President Paul Kagame  has said that African countries have more issues to concentrate on within Africa than keep claiming for a permanent seat on the United Nations Security Council (UNSC) which they are not even sure if they will ever get.

Kagame who is current Chairman of the African Union (AU) said this during a joint press conference with his Zambian counterpart Edgar Lungu who concluded a 2-day state visit in Rwanda on Thursday.

President Kagame revealed that discussions on how the continent can get a permanent voice  in UNSC will go on during his AU chairmanship, but also insisted that African leaders have more things to concentrate on to bring Africa together and achieve more.

“It should have been the case but as we know things don’t work the way we want. There are ongoing discussions as to how the council can be reformed and part of that being inclusion of the African voice,” Kagame said reacting on Africa having a permanent seat on UN Security Council.

Presidents Edgar Lungu(L) and Paul Kagame during a joint Press conference in Kigali February 22nd

However, Kagame said Africa is permanently represented since African countries rotate in the UNSC, though the discussion continues to secure permanent seats.

“What is important is to know that certain seats are permanently for Africa and how to rotate them depends on us,” Kagame said.

Kagame thinks that the issue of permanent seats should not be given more weight than a number of issues African leaders need to address together to achieve more, including unity, economic integration and mobility of good and people.

“My thinking is to do whatever is humanly possible together with other African leaders to bring progress and development on our continent,” he said adding “I will really work with my brothers and sisters on the African continent to achieve what we can achieve.”

Both presidents commented on the issue of Rwandan refugees in Zambia.

President Kagame said that it is a matter of choice for those refugees whether to legally remain in Zambia or repatriate.

“The whole idea is not to make a refugee seat a permanent one.

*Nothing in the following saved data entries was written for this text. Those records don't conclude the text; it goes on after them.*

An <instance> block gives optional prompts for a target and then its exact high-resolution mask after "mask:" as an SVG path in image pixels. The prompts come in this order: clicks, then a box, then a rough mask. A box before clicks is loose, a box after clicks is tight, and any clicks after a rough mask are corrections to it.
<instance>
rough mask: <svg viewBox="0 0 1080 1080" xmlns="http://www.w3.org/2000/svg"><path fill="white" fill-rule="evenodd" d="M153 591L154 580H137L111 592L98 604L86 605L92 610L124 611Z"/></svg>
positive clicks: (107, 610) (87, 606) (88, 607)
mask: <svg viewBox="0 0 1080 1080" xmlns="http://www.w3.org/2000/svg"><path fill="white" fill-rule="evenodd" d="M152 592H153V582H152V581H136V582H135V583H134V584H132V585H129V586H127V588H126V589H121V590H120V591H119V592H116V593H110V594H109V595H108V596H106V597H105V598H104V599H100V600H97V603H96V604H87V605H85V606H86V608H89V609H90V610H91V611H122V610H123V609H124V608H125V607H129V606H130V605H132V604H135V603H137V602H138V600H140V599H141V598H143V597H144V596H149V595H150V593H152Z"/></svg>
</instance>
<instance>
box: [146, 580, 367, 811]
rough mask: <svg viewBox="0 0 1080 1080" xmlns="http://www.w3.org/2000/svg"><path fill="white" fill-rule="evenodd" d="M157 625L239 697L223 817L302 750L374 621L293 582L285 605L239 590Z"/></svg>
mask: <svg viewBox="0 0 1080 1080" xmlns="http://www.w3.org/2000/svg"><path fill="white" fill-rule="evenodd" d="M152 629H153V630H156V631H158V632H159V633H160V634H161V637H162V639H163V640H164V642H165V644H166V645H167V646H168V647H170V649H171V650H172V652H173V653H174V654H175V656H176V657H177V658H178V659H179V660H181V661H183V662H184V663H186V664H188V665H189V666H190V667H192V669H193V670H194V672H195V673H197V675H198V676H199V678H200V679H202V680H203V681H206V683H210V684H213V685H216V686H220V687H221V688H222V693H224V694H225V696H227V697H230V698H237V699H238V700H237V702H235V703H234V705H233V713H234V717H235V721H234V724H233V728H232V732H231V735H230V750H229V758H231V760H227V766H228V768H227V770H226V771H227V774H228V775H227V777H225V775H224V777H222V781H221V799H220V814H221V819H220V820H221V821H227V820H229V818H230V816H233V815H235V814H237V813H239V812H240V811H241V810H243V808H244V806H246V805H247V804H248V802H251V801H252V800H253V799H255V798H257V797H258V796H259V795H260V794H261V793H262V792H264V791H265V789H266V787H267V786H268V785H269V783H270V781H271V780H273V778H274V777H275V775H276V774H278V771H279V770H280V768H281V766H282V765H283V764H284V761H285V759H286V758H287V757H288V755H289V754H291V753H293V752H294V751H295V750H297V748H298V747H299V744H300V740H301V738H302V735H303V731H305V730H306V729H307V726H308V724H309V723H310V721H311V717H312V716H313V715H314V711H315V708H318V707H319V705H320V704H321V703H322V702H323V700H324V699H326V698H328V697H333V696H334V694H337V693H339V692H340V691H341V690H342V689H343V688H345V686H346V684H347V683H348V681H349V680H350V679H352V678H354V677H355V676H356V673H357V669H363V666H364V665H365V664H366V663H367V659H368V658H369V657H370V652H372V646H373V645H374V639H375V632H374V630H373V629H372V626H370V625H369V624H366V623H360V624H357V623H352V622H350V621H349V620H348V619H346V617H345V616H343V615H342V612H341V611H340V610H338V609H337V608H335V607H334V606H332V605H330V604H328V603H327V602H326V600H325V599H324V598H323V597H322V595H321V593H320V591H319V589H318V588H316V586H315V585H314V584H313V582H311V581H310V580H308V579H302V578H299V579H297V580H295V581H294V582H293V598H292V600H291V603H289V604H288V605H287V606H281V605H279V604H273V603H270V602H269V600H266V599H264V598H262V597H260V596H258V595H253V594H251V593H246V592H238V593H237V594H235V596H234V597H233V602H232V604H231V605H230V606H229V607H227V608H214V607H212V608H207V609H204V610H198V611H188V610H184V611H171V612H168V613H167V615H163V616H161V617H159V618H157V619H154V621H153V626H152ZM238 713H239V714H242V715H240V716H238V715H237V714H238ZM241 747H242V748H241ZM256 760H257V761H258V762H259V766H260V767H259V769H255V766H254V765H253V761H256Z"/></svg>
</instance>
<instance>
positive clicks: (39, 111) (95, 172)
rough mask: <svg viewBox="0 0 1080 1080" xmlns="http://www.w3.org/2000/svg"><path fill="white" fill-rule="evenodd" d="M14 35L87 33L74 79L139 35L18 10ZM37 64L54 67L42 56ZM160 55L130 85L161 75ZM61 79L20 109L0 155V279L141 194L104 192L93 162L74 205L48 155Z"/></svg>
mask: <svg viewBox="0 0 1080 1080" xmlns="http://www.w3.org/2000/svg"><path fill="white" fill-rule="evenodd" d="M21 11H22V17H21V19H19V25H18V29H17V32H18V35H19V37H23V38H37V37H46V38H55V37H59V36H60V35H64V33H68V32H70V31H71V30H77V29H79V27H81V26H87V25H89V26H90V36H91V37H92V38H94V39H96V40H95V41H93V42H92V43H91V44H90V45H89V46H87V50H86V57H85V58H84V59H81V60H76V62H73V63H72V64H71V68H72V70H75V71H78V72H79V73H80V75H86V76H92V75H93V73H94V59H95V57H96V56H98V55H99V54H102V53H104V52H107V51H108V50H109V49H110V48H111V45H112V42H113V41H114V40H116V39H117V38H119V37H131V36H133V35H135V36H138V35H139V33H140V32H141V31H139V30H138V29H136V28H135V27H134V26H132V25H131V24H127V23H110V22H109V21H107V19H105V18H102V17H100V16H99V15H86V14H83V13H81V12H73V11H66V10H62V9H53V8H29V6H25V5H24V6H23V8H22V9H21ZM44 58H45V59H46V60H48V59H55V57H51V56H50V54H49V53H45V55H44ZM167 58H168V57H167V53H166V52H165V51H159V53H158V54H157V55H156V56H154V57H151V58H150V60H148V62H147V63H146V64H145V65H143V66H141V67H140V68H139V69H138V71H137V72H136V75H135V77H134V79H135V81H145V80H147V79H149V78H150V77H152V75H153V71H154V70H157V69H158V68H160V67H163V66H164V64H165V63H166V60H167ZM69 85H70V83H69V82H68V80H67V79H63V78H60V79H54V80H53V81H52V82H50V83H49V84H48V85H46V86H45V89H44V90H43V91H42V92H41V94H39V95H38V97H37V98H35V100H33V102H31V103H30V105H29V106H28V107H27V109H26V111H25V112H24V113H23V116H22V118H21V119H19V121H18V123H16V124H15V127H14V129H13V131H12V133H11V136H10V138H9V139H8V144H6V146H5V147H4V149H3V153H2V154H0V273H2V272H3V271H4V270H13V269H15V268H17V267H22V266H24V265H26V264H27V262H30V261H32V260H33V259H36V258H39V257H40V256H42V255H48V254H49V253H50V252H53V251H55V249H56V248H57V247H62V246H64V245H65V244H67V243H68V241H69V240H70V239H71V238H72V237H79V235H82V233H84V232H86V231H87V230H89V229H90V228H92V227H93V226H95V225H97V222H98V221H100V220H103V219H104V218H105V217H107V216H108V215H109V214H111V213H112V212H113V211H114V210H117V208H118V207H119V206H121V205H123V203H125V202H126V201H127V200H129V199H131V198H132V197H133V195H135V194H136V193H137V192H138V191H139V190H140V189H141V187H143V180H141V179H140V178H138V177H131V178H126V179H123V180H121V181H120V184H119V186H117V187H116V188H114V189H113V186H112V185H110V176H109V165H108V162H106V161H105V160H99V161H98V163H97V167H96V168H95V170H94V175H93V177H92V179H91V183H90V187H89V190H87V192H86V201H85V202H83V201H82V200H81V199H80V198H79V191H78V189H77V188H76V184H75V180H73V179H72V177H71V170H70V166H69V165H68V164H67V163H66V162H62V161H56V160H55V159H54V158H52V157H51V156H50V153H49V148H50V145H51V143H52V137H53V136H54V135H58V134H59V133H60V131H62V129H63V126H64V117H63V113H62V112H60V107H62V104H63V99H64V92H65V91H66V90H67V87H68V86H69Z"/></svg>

We can’t keep producing and having refugees as an end in itself,” he said.

Kagame also said that Rwanda has been in discussion with different countries and partners to implement the secession clause on Rwandan refugees.

He believes that “as long as the environment allows for this discussion to be properly managed, the refugee situation will get better with time.”

Zambian President Edgar Lungu said that his country cooperated with the International Community to receive Rwandan refugees and to identify the fugitives who were allegedly involved in the 1994 Genocide against Tutsi, and took them to ICTR in Arusha.

“We will not allow the situation where we have permanent refugees in Zambia, whether they are fugitives who are running away from their victims or they were perpetrators,” he said.

“I think the bottom line is we have to put a closure to this chapter.”

Several agreements signed between Rwanda and Zambia

Among the questions raised was also the reluctance of a number of African countries to adopt the 0.2% levy, which so far has been adopted by only 21 AU member countries.

“More countries have intention to start using the formula. Some people are not clear on what this implies; a lot of effort has been put into trying to explain this,” Kagame said with an optimistic view that 21 countries is not a bad number to begin with.

President Kagame was in 2016 tasked by the African Union General Assembly, to propose the union reforms that would help its auto financing.

The president, together with a team of experts he formed for the task proposed that as a starting point, every country should contribute 0.2 % of its import levy.

Kagame acknowledged that they have the task to explain, show the origin, the need and the actual possibility of achieving other goals that are important to Africa.

“Accountability process will have to be put in place so that Africa can move forward and stop being dragged back” he said adding that “We are so behind as a continent and it’s a shame that Africa has everything it needs to be where we want to be but we are still far from achieving that.”

President Kagame bids farewell to Zambian’s Edgar Lungu

President Lungu and his delegation concluded their visit on Thursday. He was accompanied by his counterpart Kagame to Kigali international airport in the afternoon.